In the final episodes of Roxana, Susan’s whereabouts is a thorny and tricky issue in the master-servant relationship between Amy and Roxana. In the master-servant relationship, Roxana’s will and order are authoritative. Susan’s death remains suspenseful and unverified. But Roxana’s confirmed belief of Susan’s death evokes suspicion of her crime and becomes an irrefutable proof of her gruesome inner thinking or heinous design.

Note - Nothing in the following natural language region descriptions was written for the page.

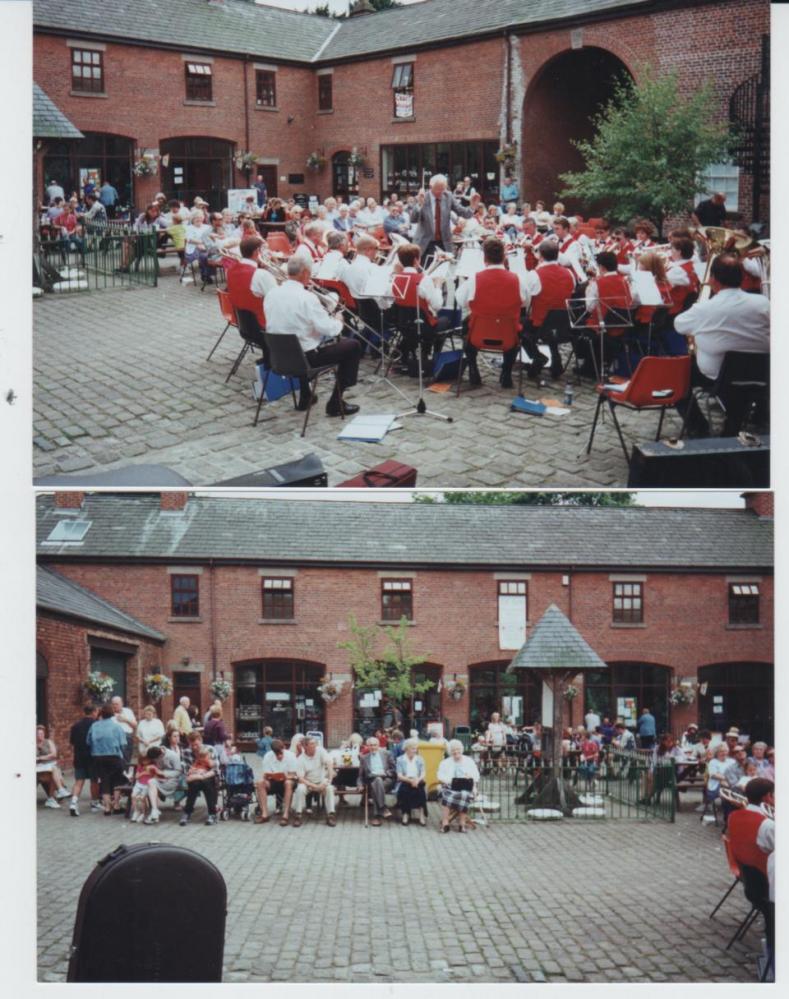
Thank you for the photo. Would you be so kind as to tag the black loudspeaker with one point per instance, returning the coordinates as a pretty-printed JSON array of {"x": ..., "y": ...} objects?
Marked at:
[
  {"x": 708, "y": 463},
  {"x": 125, "y": 930},
  {"x": 307, "y": 472}
]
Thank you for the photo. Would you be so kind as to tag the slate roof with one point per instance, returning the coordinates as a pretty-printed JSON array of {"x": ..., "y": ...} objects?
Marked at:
[
  {"x": 49, "y": 122},
  {"x": 241, "y": 26},
  {"x": 62, "y": 596},
  {"x": 410, "y": 534},
  {"x": 555, "y": 643}
]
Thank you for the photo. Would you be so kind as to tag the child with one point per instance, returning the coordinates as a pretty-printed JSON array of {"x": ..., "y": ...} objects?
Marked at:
[{"x": 147, "y": 769}]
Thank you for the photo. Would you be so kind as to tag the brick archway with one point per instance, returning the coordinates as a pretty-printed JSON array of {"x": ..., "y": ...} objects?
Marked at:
[{"x": 560, "y": 103}]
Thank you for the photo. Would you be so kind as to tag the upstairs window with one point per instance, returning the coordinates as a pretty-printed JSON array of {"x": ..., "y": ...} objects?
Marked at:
[
  {"x": 266, "y": 88},
  {"x": 87, "y": 71},
  {"x": 199, "y": 81}
]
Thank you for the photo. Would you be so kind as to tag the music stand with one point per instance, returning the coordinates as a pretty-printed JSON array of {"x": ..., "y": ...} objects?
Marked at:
[{"x": 399, "y": 286}]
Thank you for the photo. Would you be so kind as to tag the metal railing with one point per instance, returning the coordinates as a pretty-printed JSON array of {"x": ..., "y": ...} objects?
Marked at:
[
  {"x": 620, "y": 786},
  {"x": 105, "y": 255}
]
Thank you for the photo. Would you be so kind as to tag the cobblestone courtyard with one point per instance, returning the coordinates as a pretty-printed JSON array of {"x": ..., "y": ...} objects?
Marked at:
[
  {"x": 608, "y": 901},
  {"x": 121, "y": 377}
]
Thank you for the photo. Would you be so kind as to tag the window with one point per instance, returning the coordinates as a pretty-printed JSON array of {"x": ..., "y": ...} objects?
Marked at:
[
  {"x": 278, "y": 599},
  {"x": 628, "y": 603},
  {"x": 743, "y": 603},
  {"x": 198, "y": 81},
  {"x": 396, "y": 599},
  {"x": 723, "y": 177},
  {"x": 87, "y": 71},
  {"x": 403, "y": 89},
  {"x": 266, "y": 88},
  {"x": 325, "y": 95},
  {"x": 512, "y": 613},
  {"x": 185, "y": 595}
]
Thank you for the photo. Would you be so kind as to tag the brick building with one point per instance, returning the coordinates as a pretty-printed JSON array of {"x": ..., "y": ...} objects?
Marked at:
[
  {"x": 436, "y": 86},
  {"x": 260, "y": 592}
]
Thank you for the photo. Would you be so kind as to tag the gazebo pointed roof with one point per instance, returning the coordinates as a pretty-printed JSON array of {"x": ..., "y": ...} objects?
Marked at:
[{"x": 555, "y": 644}]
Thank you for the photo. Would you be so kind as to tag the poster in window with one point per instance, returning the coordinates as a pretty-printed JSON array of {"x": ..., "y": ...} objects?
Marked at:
[
  {"x": 512, "y": 621},
  {"x": 404, "y": 104}
]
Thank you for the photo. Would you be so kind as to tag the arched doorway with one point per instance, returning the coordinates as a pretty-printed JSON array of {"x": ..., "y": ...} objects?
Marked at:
[
  {"x": 739, "y": 694},
  {"x": 197, "y": 166},
  {"x": 280, "y": 693},
  {"x": 515, "y": 695},
  {"x": 345, "y": 177},
  {"x": 415, "y": 712},
  {"x": 624, "y": 689},
  {"x": 559, "y": 107}
]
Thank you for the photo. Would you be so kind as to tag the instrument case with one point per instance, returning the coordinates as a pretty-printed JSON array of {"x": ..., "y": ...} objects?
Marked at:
[
  {"x": 150, "y": 913},
  {"x": 387, "y": 475}
]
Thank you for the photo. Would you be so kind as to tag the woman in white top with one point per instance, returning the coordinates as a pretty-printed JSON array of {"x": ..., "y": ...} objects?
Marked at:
[
  {"x": 150, "y": 731},
  {"x": 410, "y": 789},
  {"x": 456, "y": 767}
]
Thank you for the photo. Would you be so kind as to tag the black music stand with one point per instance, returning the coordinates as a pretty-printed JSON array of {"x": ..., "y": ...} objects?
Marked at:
[{"x": 419, "y": 407}]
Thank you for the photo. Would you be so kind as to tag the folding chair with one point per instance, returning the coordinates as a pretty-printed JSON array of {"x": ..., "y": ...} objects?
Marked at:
[
  {"x": 286, "y": 358},
  {"x": 228, "y": 314},
  {"x": 657, "y": 383}
]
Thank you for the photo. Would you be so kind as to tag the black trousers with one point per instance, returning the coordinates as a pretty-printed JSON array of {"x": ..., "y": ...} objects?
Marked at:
[
  {"x": 195, "y": 788},
  {"x": 345, "y": 352}
]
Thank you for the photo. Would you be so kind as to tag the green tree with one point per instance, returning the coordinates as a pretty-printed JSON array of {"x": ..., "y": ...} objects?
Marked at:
[
  {"x": 652, "y": 142},
  {"x": 388, "y": 668},
  {"x": 493, "y": 498}
]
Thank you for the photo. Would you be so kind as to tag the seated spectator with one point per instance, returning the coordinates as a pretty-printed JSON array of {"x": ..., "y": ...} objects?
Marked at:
[
  {"x": 410, "y": 790},
  {"x": 280, "y": 770},
  {"x": 453, "y": 796},
  {"x": 201, "y": 778},
  {"x": 107, "y": 742},
  {"x": 147, "y": 770},
  {"x": 83, "y": 762},
  {"x": 315, "y": 773},
  {"x": 377, "y": 774},
  {"x": 46, "y": 764}
]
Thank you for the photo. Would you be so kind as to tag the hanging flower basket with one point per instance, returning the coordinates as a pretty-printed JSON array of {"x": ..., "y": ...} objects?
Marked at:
[
  {"x": 148, "y": 166},
  {"x": 316, "y": 162},
  {"x": 246, "y": 161},
  {"x": 330, "y": 689},
  {"x": 221, "y": 689},
  {"x": 157, "y": 686},
  {"x": 99, "y": 687}
]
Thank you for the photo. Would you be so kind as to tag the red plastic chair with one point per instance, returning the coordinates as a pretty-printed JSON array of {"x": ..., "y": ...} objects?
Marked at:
[
  {"x": 657, "y": 383},
  {"x": 228, "y": 314}
]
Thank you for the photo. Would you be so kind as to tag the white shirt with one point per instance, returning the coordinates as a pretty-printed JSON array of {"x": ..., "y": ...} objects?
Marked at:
[
  {"x": 731, "y": 320},
  {"x": 262, "y": 282},
  {"x": 287, "y": 765},
  {"x": 290, "y": 308},
  {"x": 468, "y": 289}
]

Roxana affirms Susan’s death rather disappearance because she is supposedly the one who direct the horrible event of child-murder straightforwardly.[157] Roxana states “I set Amy to-work, and gave Amy her due” though she does not clarify the order (317). The Quaker perceives “ Amy had found some ways to persuade [Susan] to be quite and easie…as though she thought nothing of any evil herself” but “[Roxana’s] thought of it run otherwise (372). Roxana confides her sense of guilty once in stating ”Lord be merciful to me, [Amy] had murdered my child “and she “kicked her out of Doors “ in accusing “Amy had done it…Amy came no more to me, but confirmed her Guilt by her Absence” (372-74).[158] Indeed, Amy was “ the only body [Roxana] could trust” but Roxana contrives to iron out her wrongdoings by making Amy her lifetime servant scapegoat all the crime and public shame, who had serve her for “ almost thirty Year,” in accusing Amy the perpetrator of child-murder (230). The narrative goes:

 

 

 

[Amy] began to think it would be necessary to murder her; That Expression

 

 

 

filled me with Horror; all my Blood Ran chill in my Veins, and a Fit of

 

 

 

Trembling seized me, that I could not speak a good while; at last, What is the

 

 

 

Devil in you, Amy, Said I? Nay, nay, says she, let it be the devil or not the devil;

 

 

 

if I thought she knew one tittle of your history I would dispatch her if she were

 

 

 

my own daughter a thousand times. And I, says I in a rage, as well as I love you,

 

 

 

would be the first that should put the halter about your neck and see you hanged,

 

 

 

with more satisfaction than ever I saw you in my life. Nay, says I, you would not

 

 

 

live to be hanged, I believe I should cut your throat with my own hand; I am

 

 

 

almost ready to do it, said I, as ’tis, for your but naming the thing. With that I

 

 

 

called her cursed devil, and bade her get out of the room…tho she was a devilish

 

 

 

Jade in having such a thought, yet it was all of it the effect of her Excess of

 

 

 

Affection and Fidelity to me. (316)

 

 

 

I figure out two possibilities of the puzzle. Amy either assumes Roxana’s will mistakenly as Roxana argued or executes Roxana’s order directly as Roxana ordained. The former can lead to Amy’s overall crime. The latter suggests Roxana’s sinister design in making Amy scapegoat the crime alone so as to dissociate herself from the crime and save her own honor. Amy is bound to scapegoat wrongdoing on behalf of Roxana and obliged to guard the Roxana’s secrecy so as to preserve the name or Honor of her master.[159] At any rate, Amy is the accomplice of Roxana’s crime and Amy is unquestionably the executor or perpetrator of Roxana’s wrongdoings. As a faithful servant and Roxana’s trusted aide, Amy is willing to commit everything for Roxana’s account and “do” the crime to Roxana’s “disadvantage” (328). Roxana remarks “if I would trusted her, as I had always done, she would answer for it, that she would do nothing but what should be for my Interests , and what she would hope I should be very pleased with” (258). Owing to the unusual affinity of their master-servant relationship, I identity that Amy follow’s Roxana’s direct order. Without doubt, Amy is Roxana’s servant and also her lifelong companion and confidant who gains access to her detailed wicked life experience and Roxana’s inner thinking and motive. For instance, Roxana gets close to Quaker with motive to assume her identity.Though Roxana does not mention her “design” to Amy, Amy reads Roxana’s mind “perfectly right” (254). Roxana is keenly conscious of her crime. When Roxana mentions about her children, she is afflicted with “some Uneasiness” because she directed” the affair the child-murder (245).